The second story is the relationship between the adult Eva, now Evelyn (Sally Mercer), and her adult daughter Faith (Heather Donohue, who bears an astonishingly credible mother-daughter resemblance to Mercer). At the start of the play, Faith's relationship with Evelyn (a daughter unable to crack the shell of her mother's private fears) is cross-cut with the parallel story of young Eva's separation from her "Mutti" in Hamburg.

Faith, rummaging through the family attic (in David P. Gordon's beautiful single setting), discovers the strongbox filled with letters and documents of Evelyn's secret Jewish origins, and her discoveries become the means for Samuels to dramatize Eva's story. Eva writes letters to her mother as Faith reads aloud letters from Mutti. Eva reads aloud from her favorite children's book, The Ratcatcher, while, on the other side of the stage, Faith struggles with the German of the book as she pulls it from her mother's strongbox.

The third story, which dominates the second half of the play, is much less theatrically satisfying and at the same time much more dramatically profound. Here, the focus shifts to Evelyn, torn, as she was in youth, between her past identity and the new one she has forged for herself, between remembering and forgetting.

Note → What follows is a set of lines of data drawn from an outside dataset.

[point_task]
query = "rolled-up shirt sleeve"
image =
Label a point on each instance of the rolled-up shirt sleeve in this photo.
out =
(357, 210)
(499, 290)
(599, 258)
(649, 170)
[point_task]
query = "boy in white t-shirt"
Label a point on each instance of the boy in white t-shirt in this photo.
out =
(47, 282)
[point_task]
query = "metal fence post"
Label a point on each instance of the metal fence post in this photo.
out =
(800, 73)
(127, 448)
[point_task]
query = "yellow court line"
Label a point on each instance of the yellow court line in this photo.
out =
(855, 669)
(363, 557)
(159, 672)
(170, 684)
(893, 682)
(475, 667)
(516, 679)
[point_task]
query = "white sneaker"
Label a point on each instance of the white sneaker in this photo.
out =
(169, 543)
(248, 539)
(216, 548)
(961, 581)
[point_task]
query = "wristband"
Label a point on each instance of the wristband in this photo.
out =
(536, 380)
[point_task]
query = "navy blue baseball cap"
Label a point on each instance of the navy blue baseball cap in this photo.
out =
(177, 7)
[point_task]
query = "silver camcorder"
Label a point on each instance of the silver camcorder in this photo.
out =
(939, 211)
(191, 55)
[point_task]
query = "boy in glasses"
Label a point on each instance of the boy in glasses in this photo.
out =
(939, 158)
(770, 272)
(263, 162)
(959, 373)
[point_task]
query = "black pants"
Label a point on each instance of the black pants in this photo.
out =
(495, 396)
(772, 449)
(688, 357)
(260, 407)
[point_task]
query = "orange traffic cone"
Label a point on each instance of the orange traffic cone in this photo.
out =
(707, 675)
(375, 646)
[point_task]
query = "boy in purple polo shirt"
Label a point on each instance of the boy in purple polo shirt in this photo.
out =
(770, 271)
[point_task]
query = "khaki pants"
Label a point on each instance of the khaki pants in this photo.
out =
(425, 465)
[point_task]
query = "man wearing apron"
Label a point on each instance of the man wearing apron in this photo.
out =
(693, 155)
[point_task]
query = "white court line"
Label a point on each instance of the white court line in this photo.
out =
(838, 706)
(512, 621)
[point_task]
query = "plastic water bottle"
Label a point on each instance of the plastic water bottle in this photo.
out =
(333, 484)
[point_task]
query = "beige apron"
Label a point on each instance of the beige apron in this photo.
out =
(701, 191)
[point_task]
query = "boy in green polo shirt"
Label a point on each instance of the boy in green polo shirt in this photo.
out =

These scenes are less theatrically satisfying in part because the emotional confrontations -- between various sets of mothers and daughters -- are less well-written than the story of evacuation and dislocation, in part because director Ken Marini has fewer theatrical resources to draw upon in staging them, and in part because Sally Mercer is much better at playing the icy containment and denial of her role than she is playing its emotional revelations, and so she is unable to undercut the more maudlin writing with a credible emotional core.

This is a shame, for in these passages Samuels finally reveals what her play is really about: the question of how the Holocaust can and should be remembered, and of how -- or perhaps whether -- the Holocaust can be staged.

The play, an act of remembrance, stages what Evelyn would prefer to forget. In Evelyn's refusal to embrace her past or to let her daughter have access to it, and in the parallel scenes of the teenage Eva confronting the personal legacy of the Holocaust, Kindertransport shows us that there are two types of survival, that it is possible to lose your self in the act of preserving yourself.

Samuels juxtaposes The Ratcatcher with the other book that Eva carries with her out of Germany, a Passover Hagaddah (does no one at Cheltenham know how to pronounce that word?). The Hagaddah, like the play, asks for remembrance, by telling a story that asks the reader to identify with the survivor of the narrative, to proclaim boldly, "This is what happened to me when I came out of Egypt.''"

Evelyn rejects this charge, and, in the most stunning image of the play, sits to one side of the attic with her adoptive mother, silently ripping into tiny pieces the letters and photographs of her Jewish family, her identity and her past.

This horrifying act of negation, of willful forgetting, is more theatrically effective than any of the scenes of intergenerational recrimination and hand-wringing in the second half of the play. And it is this act of forgetting that Samuels' beautiful play, as an act of remembrance, boldly and effectively negates.